To date, however, studies have only indirectly considered whether affective dysfunction varies by sub-type. Raine and colleagues (1997) found that low resting heart rate (a variable tied to disinhibition) at age 3 predicts aggressive but not non-aggressive ASB at age 11 (Raine, Venables, & Mednick, 1997), offering tentative (but provocative) support for differences in affective regulation across sub-type. Similarly, studies have found that aggressive ASB is more closely linked to indices of autonomic and neuroendocrine functioning than is non-aggressive ASB (Lahey, Hart, Pliszka, Applegate, & McBurnett, 1993). As low autonomic arousal and lack of autonomic responsiveness represent a form of affective deficit (Raine, 2002), such findings offer additional support for aggression-specific affective dysfunction. Finally, recent work suggests that affect dysregulation may be particularly important for precipitating aggressive behavior (Verona, Patrick, & Lang, 2002), again supporting an aggression-specific role for affective dysfunction.
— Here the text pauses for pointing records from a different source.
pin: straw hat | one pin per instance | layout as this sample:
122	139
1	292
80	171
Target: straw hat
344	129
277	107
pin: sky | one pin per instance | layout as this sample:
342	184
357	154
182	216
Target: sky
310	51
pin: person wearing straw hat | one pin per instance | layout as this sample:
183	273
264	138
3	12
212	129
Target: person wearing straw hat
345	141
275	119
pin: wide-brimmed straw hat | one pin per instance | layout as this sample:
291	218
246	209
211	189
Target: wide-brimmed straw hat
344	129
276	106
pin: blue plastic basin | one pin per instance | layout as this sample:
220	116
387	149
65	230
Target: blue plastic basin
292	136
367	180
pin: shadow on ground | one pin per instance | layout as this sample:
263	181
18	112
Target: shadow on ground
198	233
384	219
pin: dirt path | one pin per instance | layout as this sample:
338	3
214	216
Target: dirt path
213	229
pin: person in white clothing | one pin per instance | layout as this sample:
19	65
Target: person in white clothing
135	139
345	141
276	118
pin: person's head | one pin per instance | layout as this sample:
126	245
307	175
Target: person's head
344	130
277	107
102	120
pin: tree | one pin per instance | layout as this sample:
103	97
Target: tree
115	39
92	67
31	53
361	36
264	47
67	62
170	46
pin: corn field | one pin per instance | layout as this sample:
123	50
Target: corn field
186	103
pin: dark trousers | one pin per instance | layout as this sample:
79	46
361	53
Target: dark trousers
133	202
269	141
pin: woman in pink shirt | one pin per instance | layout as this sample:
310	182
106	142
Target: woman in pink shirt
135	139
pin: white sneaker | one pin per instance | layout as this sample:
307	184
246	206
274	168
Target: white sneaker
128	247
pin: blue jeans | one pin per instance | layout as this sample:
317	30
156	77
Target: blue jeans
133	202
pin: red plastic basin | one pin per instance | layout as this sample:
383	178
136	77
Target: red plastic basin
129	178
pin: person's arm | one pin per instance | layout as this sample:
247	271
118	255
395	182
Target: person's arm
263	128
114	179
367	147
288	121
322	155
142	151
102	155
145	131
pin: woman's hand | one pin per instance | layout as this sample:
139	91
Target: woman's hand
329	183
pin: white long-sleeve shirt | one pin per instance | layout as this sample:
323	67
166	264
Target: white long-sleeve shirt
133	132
The above findings provide strong circumstantial evidence that affective dysfunction may be specific to aggressive ASB. The current study sought to more explicitly evaluate this hypothesis, examining whether affective responses were differentially associated with aggressive and non-aggressive ASB. We expected that those with high levels of aggression would exhibit both higher levels of negative affect in general and a more pronounced negatively valenced affective response to an aversive task (i.e., recollection of their worst memory) than those with lower aggression, and that these associations would not persist to rule-breaking.
Conclusion
The current results serve to further illuminate etiological distinctions between aggressive and non-aggressive antisocial behavior. Namely, the faulty affective regulation previously linked to antisocial behavior in general appears instead to be specific to its aggressive sub-type. Previous work indicates that unpleasant stimuli or events, such as pain or social stress, increase impulsive aggressive behaviors via the activation of high state-NA (Berkowitz, 2003). Within this formulation, the present study’s finding of affect dysregulation only in those higher in AGG is suggestive of an AGG-specific vulnerability for NA-mediated aggression. Moreover, as gene–environment interactions appear to contribute to NA-mediated aggression (Verona, Joiner, Johnson, & Bender, 2006), the current results further imply that gene-environment interplay may also vary by ASB sub-type (at least in men). Future research should further explore the possibility of differential gene–environment interplay within ASB.